From an interview with Josh Cohen, Google News' product man:
My value is my editorial filtering. I recognize that if I send you off [my site], and I just put a link to an update, if I'm the New York Times, and the Wall Street Journal has a good update, I'm going to link off to it, so that I know that this is a good source that tells me what I should be reading, even if it's not on their own site.
That's what's going to set me coming back. Not because I'm trapped into their web site, and I have to know that all the information is coming from there. There's a comfort level, there needs to be a comfort level, to send people out.
There's so much truth in this that it's worth putting it more explicitly: in news, people never go back to content they've read before. They go back to places where they've had a good content experience, precisely because they don't know what they'll find when they go back – otherwise it's not news.
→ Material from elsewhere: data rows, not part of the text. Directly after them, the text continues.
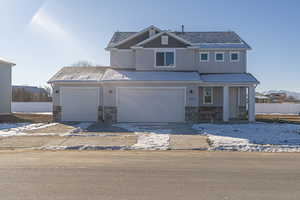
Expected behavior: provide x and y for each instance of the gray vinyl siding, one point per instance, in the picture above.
(5, 88)
(189, 60)
(172, 43)
(221, 67)
(217, 97)
(122, 58)
(134, 41)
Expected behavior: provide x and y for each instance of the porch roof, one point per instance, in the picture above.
(237, 78)
(132, 75)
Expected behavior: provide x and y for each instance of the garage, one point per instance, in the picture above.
(151, 104)
(79, 103)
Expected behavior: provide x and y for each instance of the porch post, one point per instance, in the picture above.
(226, 103)
(251, 104)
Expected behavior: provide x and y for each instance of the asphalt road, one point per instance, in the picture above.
(133, 175)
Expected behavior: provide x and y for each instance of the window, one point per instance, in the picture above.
(164, 40)
(204, 57)
(165, 59)
(219, 56)
(234, 56)
(207, 95)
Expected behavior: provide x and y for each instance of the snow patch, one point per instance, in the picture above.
(152, 141)
(19, 128)
(81, 127)
(266, 137)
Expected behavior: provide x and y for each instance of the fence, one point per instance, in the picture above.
(31, 107)
(277, 108)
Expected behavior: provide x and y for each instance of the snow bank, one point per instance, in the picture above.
(83, 147)
(81, 127)
(275, 137)
(19, 128)
(149, 137)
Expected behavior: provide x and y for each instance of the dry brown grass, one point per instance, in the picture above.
(19, 118)
(279, 118)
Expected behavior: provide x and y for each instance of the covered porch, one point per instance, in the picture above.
(227, 97)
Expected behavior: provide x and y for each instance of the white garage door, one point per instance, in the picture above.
(151, 104)
(79, 103)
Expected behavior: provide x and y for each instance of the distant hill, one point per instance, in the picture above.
(31, 89)
(295, 95)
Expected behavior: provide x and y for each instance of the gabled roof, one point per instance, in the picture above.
(103, 74)
(162, 33)
(4, 61)
(121, 37)
(228, 39)
(78, 74)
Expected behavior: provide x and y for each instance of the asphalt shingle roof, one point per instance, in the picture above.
(193, 37)
(99, 74)
(132, 75)
(78, 74)
(229, 78)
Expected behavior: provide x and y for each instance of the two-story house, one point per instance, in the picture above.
(160, 76)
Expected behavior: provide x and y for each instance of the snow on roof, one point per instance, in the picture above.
(130, 75)
(223, 46)
(192, 37)
(229, 78)
(78, 74)
(98, 74)
(2, 60)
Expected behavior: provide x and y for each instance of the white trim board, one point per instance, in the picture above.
(165, 50)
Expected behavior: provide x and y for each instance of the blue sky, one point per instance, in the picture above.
(41, 36)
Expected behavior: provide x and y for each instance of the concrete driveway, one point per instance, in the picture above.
(105, 136)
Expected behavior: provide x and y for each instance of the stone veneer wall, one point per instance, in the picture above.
(56, 113)
(211, 114)
(110, 114)
(198, 114)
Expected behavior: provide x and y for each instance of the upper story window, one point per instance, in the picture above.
(207, 95)
(204, 56)
(219, 56)
(234, 56)
(165, 58)
(164, 40)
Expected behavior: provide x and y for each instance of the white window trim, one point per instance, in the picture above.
(164, 40)
(232, 52)
(207, 56)
(164, 50)
(212, 94)
(216, 56)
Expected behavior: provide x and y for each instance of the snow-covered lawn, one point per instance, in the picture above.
(268, 137)
(149, 137)
(14, 129)
(18, 129)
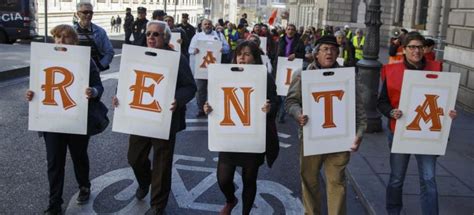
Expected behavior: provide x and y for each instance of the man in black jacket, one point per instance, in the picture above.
(292, 47)
(158, 35)
(127, 25)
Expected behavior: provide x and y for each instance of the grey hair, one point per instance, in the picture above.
(163, 25)
(81, 4)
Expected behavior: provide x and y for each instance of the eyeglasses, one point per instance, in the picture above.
(152, 33)
(327, 49)
(413, 47)
(87, 12)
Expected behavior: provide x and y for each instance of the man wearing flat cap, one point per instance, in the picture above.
(188, 28)
(158, 15)
(325, 54)
(139, 27)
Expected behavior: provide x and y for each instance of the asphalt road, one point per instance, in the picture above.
(24, 185)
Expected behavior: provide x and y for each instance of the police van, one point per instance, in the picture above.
(17, 20)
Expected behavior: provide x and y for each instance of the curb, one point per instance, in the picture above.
(368, 207)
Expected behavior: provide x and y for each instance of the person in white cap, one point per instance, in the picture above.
(348, 32)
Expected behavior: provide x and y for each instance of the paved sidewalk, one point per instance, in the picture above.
(15, 60)
(369, 171)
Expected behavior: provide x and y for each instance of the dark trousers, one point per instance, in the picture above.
(56, 149)
(201, 94)
(160, 176)
(127, 36)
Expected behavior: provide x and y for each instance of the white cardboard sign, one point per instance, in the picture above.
(175, 36)
(237, 123)
(59, 76)
(425, 101)
(329, 101)
(209, 53)
(285, 70)
(263, 44)
(146, 88)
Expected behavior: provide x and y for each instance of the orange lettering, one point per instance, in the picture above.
(208, 59)
(139, 89)
(288, 76)
(433, 116)
(328, 107)
(243, 112)
(50, 86)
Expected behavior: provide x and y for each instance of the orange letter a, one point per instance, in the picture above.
(208, 59)
(328, 107)
(139, 89)
(243, 112)
(50, 86)
(435, 113)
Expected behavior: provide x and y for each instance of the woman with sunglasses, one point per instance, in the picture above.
(57, 143)
(248, 52)
(392, 76)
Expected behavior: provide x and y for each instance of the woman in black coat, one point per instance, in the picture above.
(248, 52)
(57, 143)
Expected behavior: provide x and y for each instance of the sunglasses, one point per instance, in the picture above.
(152, 33)
(87, 12)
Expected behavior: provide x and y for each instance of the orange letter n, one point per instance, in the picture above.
(139, 89)
(50, 86)
(328, 108)
(243, 112)
(435, 113)
(208, 59)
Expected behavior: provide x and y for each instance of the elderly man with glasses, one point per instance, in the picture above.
(93, 36)
(325, 54)
(158, 35)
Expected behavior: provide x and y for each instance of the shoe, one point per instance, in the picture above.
(84, 194)
(154, 211)
(227, 209)
(201, 114)
(53, 210)
(141, 192)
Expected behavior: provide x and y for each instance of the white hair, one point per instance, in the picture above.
(164, 25)
(81, 4)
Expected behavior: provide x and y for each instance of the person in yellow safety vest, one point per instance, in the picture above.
(358, 41)
(231, 35)
(348, 33)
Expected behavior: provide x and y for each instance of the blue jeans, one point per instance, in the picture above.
(427, 174)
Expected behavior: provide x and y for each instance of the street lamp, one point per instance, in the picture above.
(369, 67)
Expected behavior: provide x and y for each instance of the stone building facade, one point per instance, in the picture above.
(62, 11)
(449, 22)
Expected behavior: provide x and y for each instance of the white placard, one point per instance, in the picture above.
(209, 53)
(145, 91)
(329, 101)
(429, 95)
(285, 70)
(59, 76)
(175, 36)
(263, 44)
(237, 123)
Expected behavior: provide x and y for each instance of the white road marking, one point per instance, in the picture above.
(196, 128)
(185, 198)
(196, 120)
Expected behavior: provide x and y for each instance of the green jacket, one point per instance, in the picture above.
(293, 103)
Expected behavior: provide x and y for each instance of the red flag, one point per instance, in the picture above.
(272, 18)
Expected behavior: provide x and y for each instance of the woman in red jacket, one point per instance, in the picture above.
(392, 75)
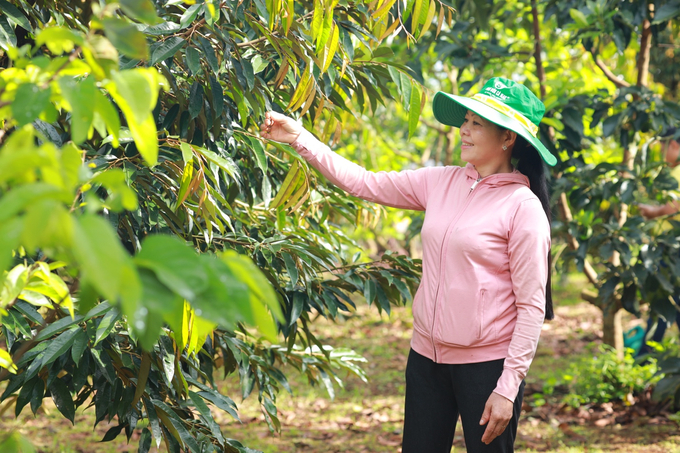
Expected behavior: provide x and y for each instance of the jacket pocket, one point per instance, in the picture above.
(481, 307)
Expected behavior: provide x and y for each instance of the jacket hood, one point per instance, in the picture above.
(498, 179)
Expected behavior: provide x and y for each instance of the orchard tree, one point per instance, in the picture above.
(149, 237)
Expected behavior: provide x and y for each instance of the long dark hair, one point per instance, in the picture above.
(530, 164)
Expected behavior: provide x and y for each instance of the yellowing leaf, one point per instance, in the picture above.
(414, 111)
(6, 362)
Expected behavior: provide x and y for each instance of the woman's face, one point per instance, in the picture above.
(482, 141)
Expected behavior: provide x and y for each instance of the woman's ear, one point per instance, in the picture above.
(509, 138)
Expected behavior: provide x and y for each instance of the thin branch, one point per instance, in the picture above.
(620, 83)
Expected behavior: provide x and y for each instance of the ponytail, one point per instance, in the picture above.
(530, 164)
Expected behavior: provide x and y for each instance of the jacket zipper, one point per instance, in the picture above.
(441, 267)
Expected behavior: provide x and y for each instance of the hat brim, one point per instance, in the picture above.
(451, 109)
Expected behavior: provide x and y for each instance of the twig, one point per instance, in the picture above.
(620, 83)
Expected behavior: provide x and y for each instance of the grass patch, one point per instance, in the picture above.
(368, 417)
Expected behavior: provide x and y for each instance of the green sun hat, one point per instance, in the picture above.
(501, 101)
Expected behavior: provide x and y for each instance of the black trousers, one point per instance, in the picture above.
(437, 393)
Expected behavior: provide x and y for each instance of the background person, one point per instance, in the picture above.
(485, 289)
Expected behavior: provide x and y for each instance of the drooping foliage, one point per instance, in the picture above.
(147, 227)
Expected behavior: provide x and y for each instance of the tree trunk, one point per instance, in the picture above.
(612, 328)
(611, 317)
(540, 71)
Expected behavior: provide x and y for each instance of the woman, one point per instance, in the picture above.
(485, 289)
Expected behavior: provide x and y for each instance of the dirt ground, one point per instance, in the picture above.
(368, 417)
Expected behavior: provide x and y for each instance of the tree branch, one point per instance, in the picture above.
(620, 83)
(540, 71)
(643, 56)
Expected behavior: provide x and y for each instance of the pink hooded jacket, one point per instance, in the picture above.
(485, 248)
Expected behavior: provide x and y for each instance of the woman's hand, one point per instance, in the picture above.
(280, 128)
(497, 413)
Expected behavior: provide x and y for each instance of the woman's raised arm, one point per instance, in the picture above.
(405, 189)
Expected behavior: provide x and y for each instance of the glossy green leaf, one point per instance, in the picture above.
(667, 11)
(414, 111)
(98, 251)
(15, 15)
(63, 400)
(79, 95)
(79, 346)
(7, 36)
(107, 324)
(59, 39)
(126, 38)
(217, 96)
(29, 103)
(260, 156)
(136, 93)
(142, 10)
(226, 300)
(166, 49)
(204, 410)
(193, 60)
(195, 100)
(175, 264)
(109, 115)
(60, 345)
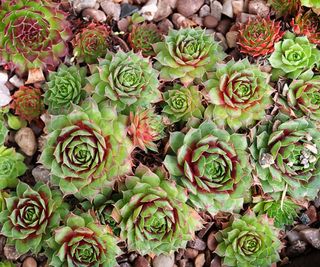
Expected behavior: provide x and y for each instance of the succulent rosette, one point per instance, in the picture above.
(143, 36)
(33, 34)
(307, 24)
(86, 149)
(183, 103)
(154, 216)
(285, 156)
(302, 98)
(258, 36)
(30, 216)
(238, 94)
(82, 242)
(64, 88)
(90, 43)
(293, 57)
(248, 241)
(3, 132)
(27, 103)
(144, 128)
(284, 7)
(283, 212)
(212, 165)
(187, 54)
(127, 80)
(11, 167)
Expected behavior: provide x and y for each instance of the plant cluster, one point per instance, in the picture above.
(140, 144)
What is this place? It's a page that
- Has a fixed, short URL, so people can remember it
- Has a series of links to content, not content
- Is frequently updated
In other words, an aggregation. Nothing in this list says that the aggregation and the content it links to need to be owned by the same people.
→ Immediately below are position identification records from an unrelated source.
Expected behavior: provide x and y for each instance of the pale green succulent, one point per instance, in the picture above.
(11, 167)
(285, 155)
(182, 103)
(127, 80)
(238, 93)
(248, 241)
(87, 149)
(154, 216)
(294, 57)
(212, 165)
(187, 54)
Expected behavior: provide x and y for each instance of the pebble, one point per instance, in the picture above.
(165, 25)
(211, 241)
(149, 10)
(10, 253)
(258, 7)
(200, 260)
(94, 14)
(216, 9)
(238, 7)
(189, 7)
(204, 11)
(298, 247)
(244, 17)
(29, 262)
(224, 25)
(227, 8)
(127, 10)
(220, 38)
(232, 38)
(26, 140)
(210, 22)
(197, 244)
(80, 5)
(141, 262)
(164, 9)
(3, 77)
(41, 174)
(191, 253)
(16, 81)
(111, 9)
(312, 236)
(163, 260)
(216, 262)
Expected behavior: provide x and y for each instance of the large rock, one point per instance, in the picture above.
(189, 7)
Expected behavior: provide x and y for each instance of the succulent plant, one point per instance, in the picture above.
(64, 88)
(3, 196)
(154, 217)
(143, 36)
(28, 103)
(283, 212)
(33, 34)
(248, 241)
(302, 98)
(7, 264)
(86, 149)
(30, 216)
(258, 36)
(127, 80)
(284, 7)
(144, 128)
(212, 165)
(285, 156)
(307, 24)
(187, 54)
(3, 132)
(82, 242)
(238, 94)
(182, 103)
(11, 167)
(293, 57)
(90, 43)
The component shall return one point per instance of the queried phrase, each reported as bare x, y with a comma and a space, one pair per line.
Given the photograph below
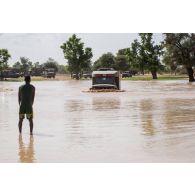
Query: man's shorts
26, 110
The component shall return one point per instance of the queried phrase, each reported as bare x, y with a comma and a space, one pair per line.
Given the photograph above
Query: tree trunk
77, 76
190, 74
154, 74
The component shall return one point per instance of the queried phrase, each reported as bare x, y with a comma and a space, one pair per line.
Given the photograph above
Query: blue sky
41, 46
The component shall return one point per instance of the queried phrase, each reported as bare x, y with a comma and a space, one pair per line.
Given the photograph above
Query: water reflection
146, 107
26, 153
108, 103
179, 115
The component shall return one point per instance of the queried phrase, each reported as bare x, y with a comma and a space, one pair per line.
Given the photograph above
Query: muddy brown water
152, 121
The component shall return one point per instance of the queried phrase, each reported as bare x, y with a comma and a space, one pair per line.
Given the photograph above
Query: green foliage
107, 60
51, 63
121, 62
24, 64
62, 69
181, 49
78, 57
4, 57
145, 55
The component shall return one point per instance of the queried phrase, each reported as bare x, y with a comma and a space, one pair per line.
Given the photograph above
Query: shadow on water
26, 152
147, 117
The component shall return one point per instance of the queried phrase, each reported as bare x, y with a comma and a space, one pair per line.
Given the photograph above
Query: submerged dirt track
152, 121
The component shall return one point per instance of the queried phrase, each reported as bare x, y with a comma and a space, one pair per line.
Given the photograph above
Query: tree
169, 62
150, 54
51, 63
181, 49
134, 54
78, 57
107, 60
24, 64
121, 62
4, 57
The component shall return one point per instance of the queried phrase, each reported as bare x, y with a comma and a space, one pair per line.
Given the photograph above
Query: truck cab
106, 79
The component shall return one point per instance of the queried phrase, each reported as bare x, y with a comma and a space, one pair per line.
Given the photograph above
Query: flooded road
152, 121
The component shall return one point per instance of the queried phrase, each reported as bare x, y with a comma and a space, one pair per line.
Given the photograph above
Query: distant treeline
175, 52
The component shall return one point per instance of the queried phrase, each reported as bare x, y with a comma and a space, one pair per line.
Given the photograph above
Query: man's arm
19, 96
33, 95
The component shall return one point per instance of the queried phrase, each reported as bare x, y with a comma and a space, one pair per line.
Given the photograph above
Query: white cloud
41, 46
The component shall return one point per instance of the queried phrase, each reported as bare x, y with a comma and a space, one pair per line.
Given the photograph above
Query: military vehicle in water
106, 78
49, 73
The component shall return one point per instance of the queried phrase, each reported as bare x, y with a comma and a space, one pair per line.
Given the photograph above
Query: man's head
27, 79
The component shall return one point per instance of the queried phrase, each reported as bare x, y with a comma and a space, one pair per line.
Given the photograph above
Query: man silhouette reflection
26, 153
26, 96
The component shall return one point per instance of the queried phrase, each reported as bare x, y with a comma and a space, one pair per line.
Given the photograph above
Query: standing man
26, 96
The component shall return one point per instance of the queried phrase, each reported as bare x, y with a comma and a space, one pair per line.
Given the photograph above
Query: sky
41, 46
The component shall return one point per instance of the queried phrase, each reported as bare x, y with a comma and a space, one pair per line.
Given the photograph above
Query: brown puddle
152, 121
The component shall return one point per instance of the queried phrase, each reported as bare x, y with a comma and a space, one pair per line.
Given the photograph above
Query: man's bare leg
31, 125
20, 125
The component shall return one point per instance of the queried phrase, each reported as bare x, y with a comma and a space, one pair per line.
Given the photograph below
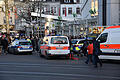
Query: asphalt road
32, 67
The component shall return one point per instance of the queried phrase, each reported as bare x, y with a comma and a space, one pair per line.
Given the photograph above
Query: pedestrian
90, 53
33, 43
96, 53
36, 43
4, 44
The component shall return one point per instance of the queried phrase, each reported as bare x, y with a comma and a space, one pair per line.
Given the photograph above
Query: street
32, 67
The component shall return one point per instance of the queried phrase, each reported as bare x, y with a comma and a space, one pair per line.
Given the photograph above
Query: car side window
103, 37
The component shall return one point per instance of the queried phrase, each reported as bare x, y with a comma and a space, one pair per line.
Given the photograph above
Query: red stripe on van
113, 27
110, 46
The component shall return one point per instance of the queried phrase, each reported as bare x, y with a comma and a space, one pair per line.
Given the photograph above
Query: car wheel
40, 53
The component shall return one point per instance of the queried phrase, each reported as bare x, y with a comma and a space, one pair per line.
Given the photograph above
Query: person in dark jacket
84, 48
4, 44
33, 43
96, 52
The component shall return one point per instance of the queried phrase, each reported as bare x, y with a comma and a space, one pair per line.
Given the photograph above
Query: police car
54, 46
20, 46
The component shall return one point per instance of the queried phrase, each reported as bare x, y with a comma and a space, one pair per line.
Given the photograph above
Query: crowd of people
92, 49
5, 40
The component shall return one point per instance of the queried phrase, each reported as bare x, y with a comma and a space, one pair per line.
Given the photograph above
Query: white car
20, 46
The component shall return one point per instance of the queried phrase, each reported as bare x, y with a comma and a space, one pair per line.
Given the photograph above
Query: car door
104, 42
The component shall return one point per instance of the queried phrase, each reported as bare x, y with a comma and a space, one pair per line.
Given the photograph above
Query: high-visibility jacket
90, 49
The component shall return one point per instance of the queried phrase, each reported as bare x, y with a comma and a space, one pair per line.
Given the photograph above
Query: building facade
109, 12
11, 14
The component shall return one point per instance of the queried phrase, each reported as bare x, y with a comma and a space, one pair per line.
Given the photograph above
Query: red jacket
90, 49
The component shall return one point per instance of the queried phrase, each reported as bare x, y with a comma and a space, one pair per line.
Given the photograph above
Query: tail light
49, 48
19, 47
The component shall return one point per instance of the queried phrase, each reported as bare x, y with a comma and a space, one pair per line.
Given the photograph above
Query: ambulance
55, 46
110, 40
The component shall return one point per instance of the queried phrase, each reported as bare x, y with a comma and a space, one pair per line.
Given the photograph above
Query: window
59, 40
78, 10
69, 10
64, 10
103, 37
24, 43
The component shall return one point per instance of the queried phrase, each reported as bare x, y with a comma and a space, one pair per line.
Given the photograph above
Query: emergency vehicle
55, 46
110, 40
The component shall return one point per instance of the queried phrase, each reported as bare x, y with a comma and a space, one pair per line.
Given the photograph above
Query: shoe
86, 62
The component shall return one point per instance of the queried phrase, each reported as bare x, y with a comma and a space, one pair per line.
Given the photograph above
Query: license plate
117, 51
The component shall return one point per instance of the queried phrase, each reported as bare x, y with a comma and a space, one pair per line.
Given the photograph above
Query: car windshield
74, 41
24, 43
59, 40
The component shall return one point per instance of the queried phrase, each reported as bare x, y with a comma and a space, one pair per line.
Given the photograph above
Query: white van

As with all products, what drives loyalty to a brand is the reliable, repeated satisfaction of a key customer need. The main need in news is coverage. And that need is addressed by the aggregation of content, not content itself.
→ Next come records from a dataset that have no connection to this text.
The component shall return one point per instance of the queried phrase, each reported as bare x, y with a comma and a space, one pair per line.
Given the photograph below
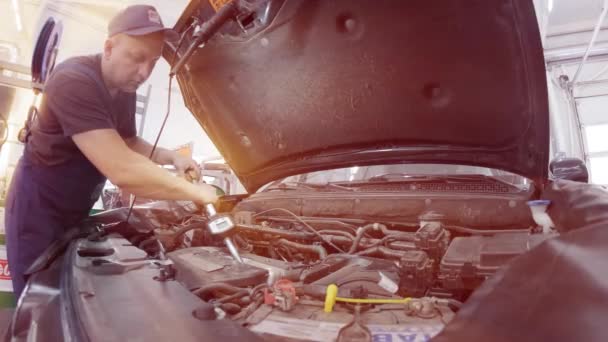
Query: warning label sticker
328, 331
217, 4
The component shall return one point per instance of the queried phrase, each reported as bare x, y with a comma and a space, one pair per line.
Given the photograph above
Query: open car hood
313, 85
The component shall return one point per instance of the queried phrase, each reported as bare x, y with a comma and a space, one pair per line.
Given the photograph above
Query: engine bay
340, 277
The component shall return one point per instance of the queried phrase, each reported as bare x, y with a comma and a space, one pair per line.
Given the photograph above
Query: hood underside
313, 85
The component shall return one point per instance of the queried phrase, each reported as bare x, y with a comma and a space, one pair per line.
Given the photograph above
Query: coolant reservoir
540, 216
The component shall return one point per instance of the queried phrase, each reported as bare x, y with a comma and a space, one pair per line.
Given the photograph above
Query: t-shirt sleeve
77, 102
127, 126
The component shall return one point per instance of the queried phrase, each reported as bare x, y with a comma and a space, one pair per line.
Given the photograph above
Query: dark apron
43, 202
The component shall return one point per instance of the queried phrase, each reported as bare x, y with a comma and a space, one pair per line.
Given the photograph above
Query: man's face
130, 59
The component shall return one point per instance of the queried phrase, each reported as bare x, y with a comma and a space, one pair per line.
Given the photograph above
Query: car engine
339, 277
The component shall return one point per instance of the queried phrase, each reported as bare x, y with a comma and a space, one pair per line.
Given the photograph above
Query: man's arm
135, 173
163, 156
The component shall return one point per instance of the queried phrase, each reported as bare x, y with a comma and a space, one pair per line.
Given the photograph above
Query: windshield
397, 172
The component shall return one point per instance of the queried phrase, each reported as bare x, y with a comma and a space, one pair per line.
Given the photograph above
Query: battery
470, 260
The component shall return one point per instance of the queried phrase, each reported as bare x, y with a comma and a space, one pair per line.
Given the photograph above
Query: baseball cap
139, 20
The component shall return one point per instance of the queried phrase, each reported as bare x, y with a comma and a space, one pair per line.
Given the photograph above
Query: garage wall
579, 120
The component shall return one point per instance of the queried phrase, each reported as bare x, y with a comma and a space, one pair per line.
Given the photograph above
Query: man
85, 132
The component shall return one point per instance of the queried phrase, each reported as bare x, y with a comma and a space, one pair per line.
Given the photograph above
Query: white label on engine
387, 283
328, 331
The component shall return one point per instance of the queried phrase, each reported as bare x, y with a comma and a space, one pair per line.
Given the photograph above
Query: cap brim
170, 35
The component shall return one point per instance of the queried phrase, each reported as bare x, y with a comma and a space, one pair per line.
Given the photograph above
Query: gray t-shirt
76, 101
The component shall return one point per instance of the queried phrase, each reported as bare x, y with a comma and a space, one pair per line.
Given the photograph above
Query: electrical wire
305, 224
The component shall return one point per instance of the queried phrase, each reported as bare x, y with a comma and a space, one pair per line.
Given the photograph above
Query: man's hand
185, 164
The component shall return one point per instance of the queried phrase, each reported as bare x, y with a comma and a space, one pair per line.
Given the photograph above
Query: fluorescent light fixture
17, 15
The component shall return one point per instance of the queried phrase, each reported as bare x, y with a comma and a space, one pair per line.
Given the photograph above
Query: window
596, 146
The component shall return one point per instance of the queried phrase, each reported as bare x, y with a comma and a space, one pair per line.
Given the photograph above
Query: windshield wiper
308, 186
404, 177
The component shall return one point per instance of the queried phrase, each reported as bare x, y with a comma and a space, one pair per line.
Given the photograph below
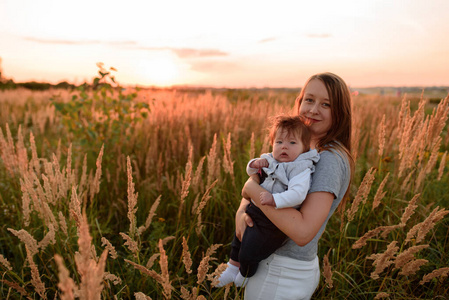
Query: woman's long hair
339, 135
Editors like to think that what brings people back to their sites is their content brands. I like what I read, I remember the brand, and then I come back for more. Maybe, to some extent. But that kind of loyalty is based on a need for something other than coverage—namely, the need for a certain writing style, a certain perspective, etc – i.e. for content. But, in news, the need for coverage is far stronger than the need for content. If this is right, then it's easier to charge for aggregation than it is for content.
So here's a prediction. Barring legal hurdles, one day we will see the likes of the Drudge go behind a pay-wall even if most of the content they link to is free.
If you are a publisher and you don't have enough good content to compete with the aggregators, you need to start linking out.